Similar to math, C has operator precedence. That means that if multiple operators appear in the same expression, the evaluation occurs according to this ordering. The result of applying one operator is then used to calculate the rest of the expression. If two operators are at the same level of precedence, you apply according to the operators associativity rule (left to right or right to left).

While there are many operators in C, we are going to focus on the arithmetic operators at this time. We will look at other operators as we go and augment the following chart. Each row is a different level of precedence. Operators in the same row have the same precedence and is evaluated according to their associativity.

operator symbol	what it does	associativity
* / %	multiplication, division, and modulus (remainder)	left to right
+ -	addition and subtraction	left to right
=	assignment	right to left

So, what does this all mean?

Lets consider the following snippet of code:

int x;
int y;
x = y = 6 + 3 * 3 % 4;

In the above expression there are 5 operators (=, =, +, * and %)

Now, according to the operator chart, we know that * and % come first. Then +, then the two = operators.

In the following, the calculations will be reduced by one operator each line according to their precedence.

x = y = 6 + 3 * 3 % 4   //starting expression
x = y = 6 + 9 % 4       // 3 * 3 is 9
x = y = 6 + 1           // 9 % 4 is the remainder of 9/4 which is 1
x = y = 7               // 6 + 1 is 7
x = 7                   /* result of = is value assigned 
                           (7 in this case).  y now has 7 */
7                       /* result of x = 7 is 7 as 7 was assigned
                           we don't do anything with it though.
                           x has value of 7*/

Assignment by operators

There are operators in C that allow you to express an assignment and operator in a single operator. These operators are +=, -=, *=, /=, and %=. In other words, its an operator that combines both an assignment and mathematical operator in one. The result is the value assigned to the left operand. As this operation is an assignment, you must have an lvalue (something you can modify like a variable) for the left operand.

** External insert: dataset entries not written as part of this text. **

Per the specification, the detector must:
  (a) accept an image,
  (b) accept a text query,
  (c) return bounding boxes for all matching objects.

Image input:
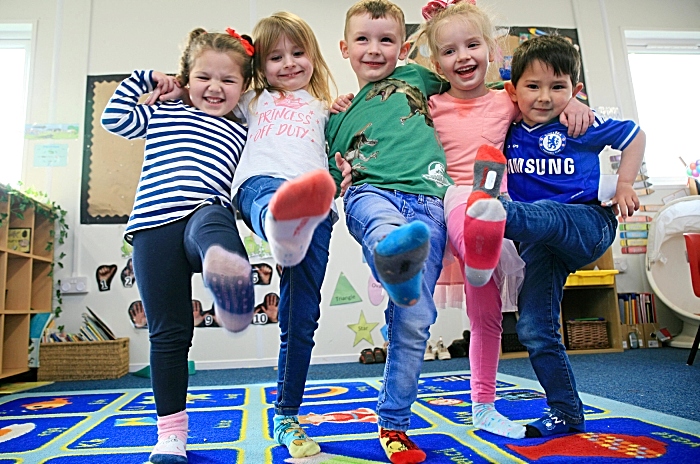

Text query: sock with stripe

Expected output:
[149,411,188,464]
[202,245,255,332]
[265,169,336,267]
[373,221,430,306]
[472,403,525,438]
[464,145,506,287]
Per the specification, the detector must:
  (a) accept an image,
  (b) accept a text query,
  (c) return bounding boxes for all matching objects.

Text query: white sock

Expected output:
[472,403,525,438]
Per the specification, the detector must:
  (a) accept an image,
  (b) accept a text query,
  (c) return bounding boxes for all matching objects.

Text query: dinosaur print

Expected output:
[365,78,434,127]
[343,122,379,178]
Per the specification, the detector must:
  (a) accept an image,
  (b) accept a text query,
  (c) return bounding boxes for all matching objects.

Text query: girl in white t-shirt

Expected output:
[232,12,344,458]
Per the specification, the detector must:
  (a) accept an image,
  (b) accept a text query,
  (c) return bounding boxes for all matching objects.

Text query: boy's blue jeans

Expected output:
[344,184,447,431]
[234,176,335,416]
[501,199,617,424]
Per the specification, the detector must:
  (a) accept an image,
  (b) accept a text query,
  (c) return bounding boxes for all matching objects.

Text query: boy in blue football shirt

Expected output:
[464,36,645,437]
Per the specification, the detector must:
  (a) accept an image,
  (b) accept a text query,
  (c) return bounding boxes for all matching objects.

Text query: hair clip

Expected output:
[226,27,255,56]
[421,0,476,20]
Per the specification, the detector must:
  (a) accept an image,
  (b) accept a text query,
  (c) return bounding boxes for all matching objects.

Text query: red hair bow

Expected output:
[226,27,255,56]
[421,0,476,20]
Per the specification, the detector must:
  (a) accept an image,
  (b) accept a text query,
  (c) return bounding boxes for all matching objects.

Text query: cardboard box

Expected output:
[7,227,32,253]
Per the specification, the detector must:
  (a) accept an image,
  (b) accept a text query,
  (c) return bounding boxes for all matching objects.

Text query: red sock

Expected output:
[464,145,506,287]
[379,427,427,464]
[269,169,336,221]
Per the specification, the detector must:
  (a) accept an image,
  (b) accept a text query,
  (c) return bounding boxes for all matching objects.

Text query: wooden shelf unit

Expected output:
[0,186,53,379]
[501,248,623,359]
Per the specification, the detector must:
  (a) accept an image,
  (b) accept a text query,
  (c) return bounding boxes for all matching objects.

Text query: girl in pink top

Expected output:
[419,0,590,438]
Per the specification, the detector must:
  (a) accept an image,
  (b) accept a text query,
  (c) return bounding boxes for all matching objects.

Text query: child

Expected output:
[102,29,254,463]
[417,1,590,438]
[326,0,452,464]
[464,36,645,437]
[233,12,337,458]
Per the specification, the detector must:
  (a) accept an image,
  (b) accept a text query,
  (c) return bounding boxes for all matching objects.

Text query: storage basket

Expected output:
[37,338,129,381]
[566,321,610,350]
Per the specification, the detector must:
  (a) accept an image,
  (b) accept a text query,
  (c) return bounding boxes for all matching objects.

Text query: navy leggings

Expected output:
[133,204,248,416]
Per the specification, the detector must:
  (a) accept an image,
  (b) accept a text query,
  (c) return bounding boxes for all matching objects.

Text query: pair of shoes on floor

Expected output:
[360,346,386,364]
[423,337,452,361]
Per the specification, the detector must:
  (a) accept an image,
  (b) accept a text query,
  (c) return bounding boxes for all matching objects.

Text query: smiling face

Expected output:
[340,13,410,88]
[265,36,314,92]
[506,60,583,126]
[433,16,493,99]
[188,50,245,116]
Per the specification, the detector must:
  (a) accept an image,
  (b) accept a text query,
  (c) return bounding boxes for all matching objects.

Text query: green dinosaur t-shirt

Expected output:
[326,64,452,198]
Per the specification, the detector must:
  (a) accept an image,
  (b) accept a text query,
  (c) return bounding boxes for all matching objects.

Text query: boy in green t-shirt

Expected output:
[326,0,452,463]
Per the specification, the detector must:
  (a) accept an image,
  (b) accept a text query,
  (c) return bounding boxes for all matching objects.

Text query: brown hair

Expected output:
[343,0,406,40]
[510,35,581,87]
[177,27,253,91]
[251,11,337,107]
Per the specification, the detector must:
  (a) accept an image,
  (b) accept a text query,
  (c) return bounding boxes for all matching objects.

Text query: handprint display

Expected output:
[95,264,117,292]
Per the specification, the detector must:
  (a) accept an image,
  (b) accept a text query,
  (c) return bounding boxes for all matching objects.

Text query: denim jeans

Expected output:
[501,199,617,424]
[133,204,248,416]
[233,176,336,416]
[344,184,447,431]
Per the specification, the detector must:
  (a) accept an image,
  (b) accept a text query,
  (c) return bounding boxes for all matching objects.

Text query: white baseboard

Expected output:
[129,354,359,372]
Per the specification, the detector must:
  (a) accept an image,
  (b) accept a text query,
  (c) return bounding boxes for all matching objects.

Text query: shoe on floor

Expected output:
[423,342,437,361]
[435,337,452,361]
[525,412,586,438]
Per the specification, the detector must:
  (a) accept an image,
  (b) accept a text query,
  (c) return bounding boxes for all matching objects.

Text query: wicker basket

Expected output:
[566,321,610,350]
[37,338,129,381]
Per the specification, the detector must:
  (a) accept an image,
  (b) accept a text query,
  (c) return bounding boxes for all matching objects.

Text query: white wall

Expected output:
[0,0,700,369]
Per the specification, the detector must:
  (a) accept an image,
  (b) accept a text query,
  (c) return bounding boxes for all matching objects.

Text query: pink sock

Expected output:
[151,411,188,462]
[464,145,506,287]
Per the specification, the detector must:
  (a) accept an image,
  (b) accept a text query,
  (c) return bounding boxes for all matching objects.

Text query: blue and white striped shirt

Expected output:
[102,70,246,240]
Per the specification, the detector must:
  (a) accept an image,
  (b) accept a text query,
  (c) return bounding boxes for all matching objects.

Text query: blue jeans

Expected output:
[501,199,617,424]
[133,204,248,416]
[233,176,336,416]
[344,184,447,431]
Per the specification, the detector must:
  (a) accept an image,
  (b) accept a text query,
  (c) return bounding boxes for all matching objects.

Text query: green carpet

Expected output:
[0,372,700,464]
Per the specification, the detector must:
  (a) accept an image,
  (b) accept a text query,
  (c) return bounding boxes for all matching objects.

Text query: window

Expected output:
[0,24,32,184]
[625,31,700,185]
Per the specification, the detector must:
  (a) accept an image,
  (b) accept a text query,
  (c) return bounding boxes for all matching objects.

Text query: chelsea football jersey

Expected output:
[505,115,639,203]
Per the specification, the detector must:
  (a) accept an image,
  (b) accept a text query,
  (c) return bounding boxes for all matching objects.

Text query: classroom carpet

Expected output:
[0,371,700,464]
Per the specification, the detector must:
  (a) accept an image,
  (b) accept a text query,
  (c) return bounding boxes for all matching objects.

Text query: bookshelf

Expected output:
[0,185,53,379]
[501,248,623,359]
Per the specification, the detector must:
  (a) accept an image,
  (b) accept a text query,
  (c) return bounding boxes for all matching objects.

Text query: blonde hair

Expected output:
[251,11,338,107]
[343,0,406,40]
[416,1,500,72]
[177,27,253,90]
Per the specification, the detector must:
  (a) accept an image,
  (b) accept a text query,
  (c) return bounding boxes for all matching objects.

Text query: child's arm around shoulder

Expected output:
[406,63,450,99]
[100,70,166,139]
[613,129,646,218]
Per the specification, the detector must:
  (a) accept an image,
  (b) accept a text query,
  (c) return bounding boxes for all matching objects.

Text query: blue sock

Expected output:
[202,245,255,332]
[373,221,430,306]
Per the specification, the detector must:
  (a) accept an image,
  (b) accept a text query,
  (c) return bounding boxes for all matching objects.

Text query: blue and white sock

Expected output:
[373,221,430,306]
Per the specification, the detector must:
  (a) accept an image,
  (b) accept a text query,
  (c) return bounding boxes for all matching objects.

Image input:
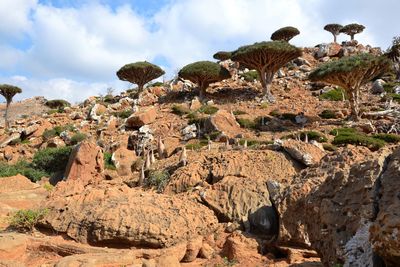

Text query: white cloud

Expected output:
[0,0,400,100]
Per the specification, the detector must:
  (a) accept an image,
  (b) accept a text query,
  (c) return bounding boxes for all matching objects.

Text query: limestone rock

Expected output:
[44,184,217,248]
[125,107,157,128]
[205,109,242,138]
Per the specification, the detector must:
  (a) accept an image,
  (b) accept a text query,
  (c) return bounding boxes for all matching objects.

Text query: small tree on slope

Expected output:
[271,26,300,42]
[309,54,390,120]
[324,23,343,43]
[117,61,165,93]
[340,23,365,41]
[232,41,302,102]
[178,61,231,99]
[0,84,22,129]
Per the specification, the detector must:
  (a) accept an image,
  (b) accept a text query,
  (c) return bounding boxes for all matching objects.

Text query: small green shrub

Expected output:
[318,109,337,119]
[103,152,117,170]
[372,133,400,144]
[146,170,170,193]
[232,110,247,116]
[236,118,257,129]
[172,105,190,116]
[322,143,338,151]
[0,160,49,182]
[71,133,87,145]
[10,209,48,232]
[32,146,72,174]
[113,109,133,119]
[240,70,260,82]
[197,105,218,115]
[319,88,347,101]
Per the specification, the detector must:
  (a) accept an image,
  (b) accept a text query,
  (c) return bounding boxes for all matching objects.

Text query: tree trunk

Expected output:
[349,88,360,121]
[4,101,11,130]
[258,71,275,103]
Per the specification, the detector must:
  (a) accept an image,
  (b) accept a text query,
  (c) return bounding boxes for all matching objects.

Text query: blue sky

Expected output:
[0,0,400,102]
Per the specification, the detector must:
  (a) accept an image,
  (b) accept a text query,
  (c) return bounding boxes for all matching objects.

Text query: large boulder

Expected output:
[125,107,157,128]
[205,109,241,138]
[65,141,104,184]
[271,147,389,266]
[370,148,400,267]
[44,181,218,248]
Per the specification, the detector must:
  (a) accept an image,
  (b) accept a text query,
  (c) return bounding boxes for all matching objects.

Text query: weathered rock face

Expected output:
[112,147,137,176]
[65,141,104,184]
[282,140,325,166]
[272,147,389,266]
[164,150,301,193]
[125,107,157,128]
[45,181,217,248]
[205,110,241,138]
[200,176,278,236]
[370,148,400,266]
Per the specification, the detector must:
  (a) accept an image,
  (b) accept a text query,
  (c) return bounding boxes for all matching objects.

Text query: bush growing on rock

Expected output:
[178,61,231,99]
[324,23,343,43]
[32,146,72,175]
[117,61,165,93]
[271,26,300,42]
[0,84,22,129]
[232,41,302,102]
[309,54,390,120]
[10,209,48,232]
[213,51,232,61]
[340,23,365,41]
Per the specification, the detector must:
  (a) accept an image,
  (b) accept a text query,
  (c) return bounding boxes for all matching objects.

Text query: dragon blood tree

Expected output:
[231,41,302,102]
[271,26,300,42]
[213,51,232,61]
[324,23,343,43]
[309,54,390,121]
[117,61,165,93]
[178,61,231,99]
[340,23,365,41]
[0,84,22,129]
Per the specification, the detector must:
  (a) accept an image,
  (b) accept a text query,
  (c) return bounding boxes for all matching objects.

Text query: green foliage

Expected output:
[32,146,72,174]
[322,143,338,152]
[318,109,337,119]
[319,87,348,101]
[240,70,260,82]
[372,133,400,144]
[103,152,115,170]
[236,118,257,129]
[178,61,231,90]
[71,133,87,145]
[0,160,50,182]
[172,105,190,116]
[232,110,247,116]
[197,105,218,115]
[146,170,170,193]
[45,99,71,110]
[113,109,133,119]
[117,61,165,91]
[271,26,300,42]
[10,209,48,232]
[331,128,385,151]
[0,84,22,103]
[213,51,232,61]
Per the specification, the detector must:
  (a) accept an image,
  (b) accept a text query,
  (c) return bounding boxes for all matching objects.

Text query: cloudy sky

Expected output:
[0,0,400,102]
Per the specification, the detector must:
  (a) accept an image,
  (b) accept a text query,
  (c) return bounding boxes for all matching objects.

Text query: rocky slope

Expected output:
[0,40,400,266]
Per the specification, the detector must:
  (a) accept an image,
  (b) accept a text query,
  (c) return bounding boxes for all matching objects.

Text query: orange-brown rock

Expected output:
[65,141,104,184]
[205,109,242,138]
[125,107,157,128]
[45,181,217,248]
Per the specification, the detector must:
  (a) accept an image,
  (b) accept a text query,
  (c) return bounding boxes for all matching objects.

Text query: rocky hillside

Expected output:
[0,42,400,267]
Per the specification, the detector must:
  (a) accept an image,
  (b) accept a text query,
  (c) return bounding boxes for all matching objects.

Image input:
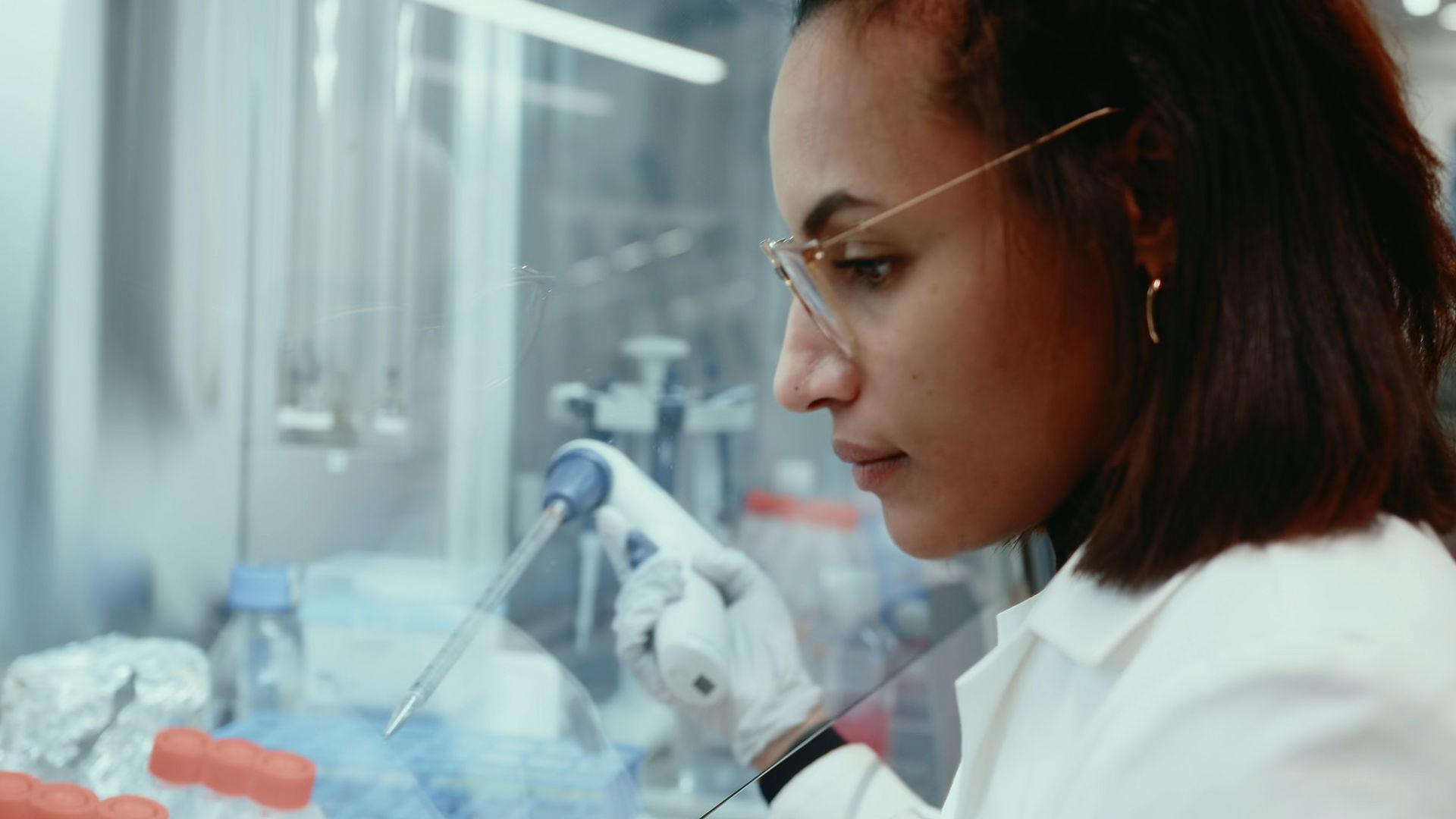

How it works. these operands are a shortcut notation for applying an operation indicated to left and right operand. It then puts the result back into the left operand.

For example, suppose you had this code:

int x=5;
x = x + 2;   // x is 7 after this expression is evaluated

You can rewrite it using the += operator as follows:

int x = 5;
x += 2;     // x is 7 after this expression is evaluated

Increment and Decrement Operators

The increment and decrement operators are one of the most common sources of errors for beginner programmers. It is important to understand what they do so that you do not use it in the wrong manner.

The increment and decrement operators use the symbol ++ (increment) and -- (decrement). Unlike other operators, it only has 1 operand. The operand must be an lvalue (something that you can change).

prefix vs postfix.

While there are two symbols (++ and --), there are in fact 4 operators. The difference between them has to do with where the operator lies with respect to the operand.

post means after. So postfix means the operator comes AFTER the operand. pre means before. So prefix means the operator comes BEFORE the operand.

int x;
x++;    //postfix ++
++x;    //prefix ++

These two operators do NOT have the same order of precedence.

postfix has higher precedence than prefix.

what the operators do

The increment operator will increase the operand by 1. The decrement operator will decrease the operand by 1. This statement is true no matter if it is prefix or postfix.

Thus:

int x = 1;
int y = 1;
x++;
++y;

x and y both start at 1, incrementing them once each, will cause x to become 2, and y to become 2.

what do the operators evaluate to

The most common cause of beginner mistakes to these operators is in not understanding what they evaluate to. That is, what happens if you had a statement like:

a = x++;

Other than precedence, this is also where you will see the difference between prefix and postfix.

The postfix operator results in the original value of the operand before the increment/decrement. The prefix version results in the updated value of the operand.

int x = 1;   //both x and y start at 1
int y = 1;
int a;
int b;
a = x++;   //x becomes 2, a becomes 1 (old value of x)
b = ++y;   //y becomes 2, b becomes 2 (updated, new value of y)

This result is very subtle.